No beginners please !!

I would like to compile a list of the required vitamins and supplements
one should take while using steroids... Please explain what supplements and vitamins and why one should take them and also any personal experiences regarding how they have helped !!

This will help alot of the new guys including myself !!
Thanks in advance for responding guys ....


----------



## Elvia1023 (Sep 24, 2009)

Doctor-juice said:


> Hey this post is for the guys that know what they are doing !!
> No beginners please !!
> 
> I would like to compile a list of the required vitamins and supplements
> ...



I don 't really know where to start! There are a number of supplements that are useful for all different types of cycles and/or individuals. I will list many but for most only a few would be needed. A good start is a decent multi-vit. Ideally a superdosed one if your very active and train hard. At the moment I am taking them seperately but will change to lower the amount of pills I take (too much at times). Vit C and a B complex are excellent for most. They are both water soluble so you can take throughout the day without worrying about taking too much. I just take 1 timed release B complex and about 3-6 500mg vit c throughout the day. I use a special patented vit c called ester c as it is ligher on the stomach. B vits are great for stress and indigestion (high protein/carb diets) amongst many things. Vit c is a anti oxidant, supports the immune system, aids collagen formation, anti-stress and a natural laxative.

All other vits excluding P (A, D, E and K) are fat soluble so you have to watch your intake more. I just take 1 pill that combines selenium, a, c and e in the morning.

Fish oils are excellent. A multi vit and a fish oil should be your first choices imo. Fish oils are an excellent source of omega 3. Flaxseed oil is also great as that contains omega 3, 6 and 9. I take 1 of each per day (sometimes 2). A great product to get to cover all bases is Udo's oil. That contains flax seed oil, sunflower seed oil, sesame seed oil, coconut oil, evening primrose oil and lecithin etc.

As many gear uses are stressing out their livers a good liver protector is a must. I take milk thistle all year round. Synthergine from synthetek is a great product to take every so often. I sometimes add dandelion root and artichoke to my milk thistle if I want to 'detox'.

Before I go the gym I take a NO expander or sometimes just arginine alone. Arginine is one of my fave products. It improves circulation (precursor for the synthesis of nitric oxide), stimulates the release of GH, can decrease blood pressure, increases lean muscle and immune function and reduces healing time of injuries etc etc. Arginine is the main ingredient in most herbal sexual aids so as a result it can also bring other benefits (due to the circulation).

After the gym I take a protein powder with lots of glutamine and HMB and some vit c. Added to that I will take an acai capsule as it is a very strong anti-oxidant. I take alot of anti-oxidants through the day but most after my training session. Milk thistle is an anti oxidant for the liver so I take one then too. Alpha lipoic acid is a good anti o for the muscles and aids the absorption of creatine so I usually have that when I am using creatine. I have just started using kre-alkalyn creatine which is very useful.

Co-enzyme Q10 is another very useful product that brings many health benefits. It converts food into energy, is hypotensive so great for blood pressure, strengthens gums and is another anti-o. I usually take 4 30mg caps (120mg) before I train. If I don't train I just take 60mg in the day.

Bromelain is another supplement I take now. It is a protein digester so anyone on a high protein diet should look into bromelain (Pineapple enzyme). The are others such as Papaya (papain) but bromelain is superior. Many digestive enzyme products contain many compounds but they are usually at very low doses. You should look for 500mg bromelain tabs. I usually take about 3 per day with my larger protein meals.

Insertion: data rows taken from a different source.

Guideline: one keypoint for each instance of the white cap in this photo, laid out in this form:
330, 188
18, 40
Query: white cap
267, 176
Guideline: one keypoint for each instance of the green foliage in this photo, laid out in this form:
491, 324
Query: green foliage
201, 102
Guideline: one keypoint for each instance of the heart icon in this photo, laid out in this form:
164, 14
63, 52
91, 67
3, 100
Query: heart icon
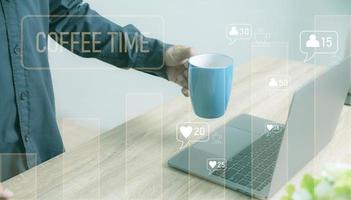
212, 163
186, 131
270, 127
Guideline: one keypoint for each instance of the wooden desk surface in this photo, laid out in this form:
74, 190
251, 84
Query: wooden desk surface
130, 161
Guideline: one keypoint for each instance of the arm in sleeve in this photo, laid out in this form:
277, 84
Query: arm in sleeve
84, 32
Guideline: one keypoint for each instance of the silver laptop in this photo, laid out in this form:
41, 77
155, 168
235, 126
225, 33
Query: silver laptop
258, 161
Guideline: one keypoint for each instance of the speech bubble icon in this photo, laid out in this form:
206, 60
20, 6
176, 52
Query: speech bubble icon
214, 164
235, 32
317, 42
188, 132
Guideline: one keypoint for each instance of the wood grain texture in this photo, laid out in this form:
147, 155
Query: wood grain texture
130, 161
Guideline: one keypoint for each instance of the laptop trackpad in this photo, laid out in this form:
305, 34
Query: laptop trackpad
225, 142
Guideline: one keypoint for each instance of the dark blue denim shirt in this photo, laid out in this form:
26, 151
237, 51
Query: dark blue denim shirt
29, 134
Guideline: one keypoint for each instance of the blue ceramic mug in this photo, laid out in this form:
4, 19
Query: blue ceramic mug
210, 84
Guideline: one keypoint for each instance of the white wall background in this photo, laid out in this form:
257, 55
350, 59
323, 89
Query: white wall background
100, 93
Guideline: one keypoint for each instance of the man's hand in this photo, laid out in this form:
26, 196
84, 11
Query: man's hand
176, 59
5, 194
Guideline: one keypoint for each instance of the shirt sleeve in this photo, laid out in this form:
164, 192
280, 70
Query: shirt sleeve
84, 32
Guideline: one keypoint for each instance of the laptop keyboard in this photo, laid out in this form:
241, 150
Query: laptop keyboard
253, 167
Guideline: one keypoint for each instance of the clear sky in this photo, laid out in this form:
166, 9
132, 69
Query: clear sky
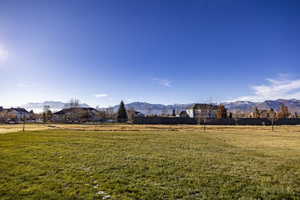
157, 51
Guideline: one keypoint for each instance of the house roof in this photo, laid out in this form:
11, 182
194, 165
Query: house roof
20, 110
199, 106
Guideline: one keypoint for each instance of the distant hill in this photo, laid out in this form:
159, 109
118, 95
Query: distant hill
237, 106
54, 106
148, 108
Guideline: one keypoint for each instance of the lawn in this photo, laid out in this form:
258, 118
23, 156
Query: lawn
150, 162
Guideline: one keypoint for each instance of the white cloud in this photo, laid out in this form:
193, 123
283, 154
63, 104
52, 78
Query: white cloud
281, 88
101, 95
163, 82
25, 85
3, 54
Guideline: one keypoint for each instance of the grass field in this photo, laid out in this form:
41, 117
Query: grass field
149, 162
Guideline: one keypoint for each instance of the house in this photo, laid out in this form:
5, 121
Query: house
14, 114
183, 114
133, 114
202, 111
77, 115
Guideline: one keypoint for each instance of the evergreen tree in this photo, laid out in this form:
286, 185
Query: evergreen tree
174, 113
222, 112
122, 114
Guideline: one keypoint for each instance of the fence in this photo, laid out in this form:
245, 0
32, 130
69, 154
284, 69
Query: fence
239, 121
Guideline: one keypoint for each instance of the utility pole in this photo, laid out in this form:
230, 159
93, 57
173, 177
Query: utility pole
24, 119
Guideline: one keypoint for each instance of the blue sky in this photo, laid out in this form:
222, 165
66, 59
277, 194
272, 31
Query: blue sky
163, 51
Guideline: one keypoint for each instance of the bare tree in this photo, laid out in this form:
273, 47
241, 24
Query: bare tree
272, 115
74, 103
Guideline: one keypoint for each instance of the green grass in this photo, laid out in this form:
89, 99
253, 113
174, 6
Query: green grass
68, 164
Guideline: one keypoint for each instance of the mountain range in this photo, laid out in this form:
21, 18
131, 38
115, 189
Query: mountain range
237, 106
148, 108
54, 106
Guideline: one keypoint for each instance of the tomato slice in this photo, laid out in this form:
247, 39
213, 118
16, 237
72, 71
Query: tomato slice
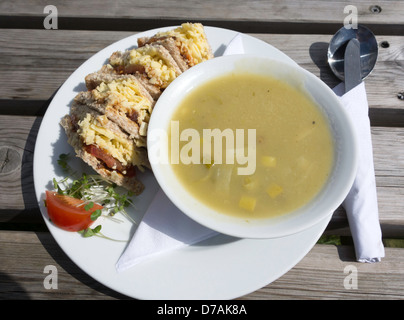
69, 213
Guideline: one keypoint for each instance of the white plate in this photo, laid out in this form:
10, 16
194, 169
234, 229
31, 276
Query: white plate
219, 268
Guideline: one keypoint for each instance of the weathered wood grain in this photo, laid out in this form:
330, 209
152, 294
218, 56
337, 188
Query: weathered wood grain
247, 16
320, 275
35, 63
17, 194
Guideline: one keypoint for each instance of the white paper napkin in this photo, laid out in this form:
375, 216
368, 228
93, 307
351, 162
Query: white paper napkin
361, 203
165, 228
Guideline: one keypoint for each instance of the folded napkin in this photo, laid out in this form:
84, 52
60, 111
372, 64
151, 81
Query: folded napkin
165, 228
361, 202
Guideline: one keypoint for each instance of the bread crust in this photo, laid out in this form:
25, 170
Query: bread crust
69, 124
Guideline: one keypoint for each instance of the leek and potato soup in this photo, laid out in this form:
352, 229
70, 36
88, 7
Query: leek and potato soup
273, 129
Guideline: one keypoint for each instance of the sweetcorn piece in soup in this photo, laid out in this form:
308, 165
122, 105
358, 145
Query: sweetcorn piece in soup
294, 148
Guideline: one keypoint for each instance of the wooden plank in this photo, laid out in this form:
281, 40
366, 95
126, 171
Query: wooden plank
25, 255
31, 76
17, 193
18, 202
252, 16
319, 275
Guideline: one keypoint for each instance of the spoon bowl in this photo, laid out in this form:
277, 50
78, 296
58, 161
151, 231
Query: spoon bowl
368, 50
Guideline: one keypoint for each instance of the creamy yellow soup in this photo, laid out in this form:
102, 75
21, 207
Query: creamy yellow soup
293, 153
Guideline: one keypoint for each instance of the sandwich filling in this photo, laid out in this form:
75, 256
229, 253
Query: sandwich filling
113, 148
150, 60
126, 96
191, 41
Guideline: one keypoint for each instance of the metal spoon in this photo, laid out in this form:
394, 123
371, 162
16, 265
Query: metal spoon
368, 50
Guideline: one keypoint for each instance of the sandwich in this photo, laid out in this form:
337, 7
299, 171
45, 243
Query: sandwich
107, 73
101, 143
187, 44
123, 99
152, 61
107, 124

As you can see I take lots of supplements but I am currently lowering the numbers. Although I feel great and they have caused me no problems whatsoever. I just want to try and lower my intake and start using more natural means. As mentioned above acai is very good. It contains B1, B2, B3, C, E etc etc. I noticed higher energy levels when I started that too. I take a few more supplements. I will list some useful supps below and explain why they are good for gym users.

Magnesium- Vital for nerve and muscle function, supports heart health, works with calcium and is involved in energy production.

L-Carnitine- Assist breakdown of stored fats, prevents excessive lactic acid build-up, aids circulation, increases oxygen uptake and improves heart function etc. Great when you are cutting but can be used at all times.

Celedrin- Anti-inflammatory, promotes joint lubrication.

Potassium- Regulates water balance and supprts nerve and muscle function.

Chromium- Helps maintain blood sugar balance, metabolises sugars and fats and aids the absorption of amino acids into muscle cells.

CLA- Maintains- health fat to lean body mass ratio, supports immune system and lowers cholesterol.

Tribulus- Increases testosterone levels and enhances enery levels. I always take this after a cycle to aid recovery. Try and get protodioscin. That is the active ingredient in tribulus. Therefore it is much stronger and really helps matters post cycle.

Creatine- Promotes maximum power, speeds recovery times, improves protein synthesis, muscle volumising and buffers lactic acid build-up.

Taurine- Helps regulate heartbeat, reduces exercise-related muscle damage and controls fluid balance.

Ginseng- Adaptogen (helps your body cope with change), stimulant, mood raiser and immune supporting.

Glucosamine- Repairs and rebuilds cartilage and is anti-inflammatory so can be useful to people who do heavy lifting.

Pycnogenol- Anti-oxidant, anti-allergy, anti inflammatory, anti wrinkle but most important it aids the absorption of arginine.

Horny goat weed- Aphrodisiac and has testosterone-like effects

Green Tea- Lowers cholesterol, supports immune fucntion, anti-bacterial, anti-oxidant. diuretic and aids fat metabolism. This is a great supplement for all year but especially good for when you are cutting.

Guarana- Adaptogenic, stimulant, diuretic, increases metabolism and is a astringent.

Rhodiola Rosea- Adaptogen, promotes muscle oxygenation, lactic acid balancing and promotes brain oxygenation.

Hawthorn- Heart tonic, cholesterol reducing, strengthens heart muscle and can aid energy in the gym. I take hawthorn in some of my stronger cycles as it also helps with blood pressure (increases it if low or lowers it if high).

Lycopene- Anti oxidant

Saw Palmetto- Prostatic anti-inflammatory. This can be useful in blocking the conversion of test to DHT.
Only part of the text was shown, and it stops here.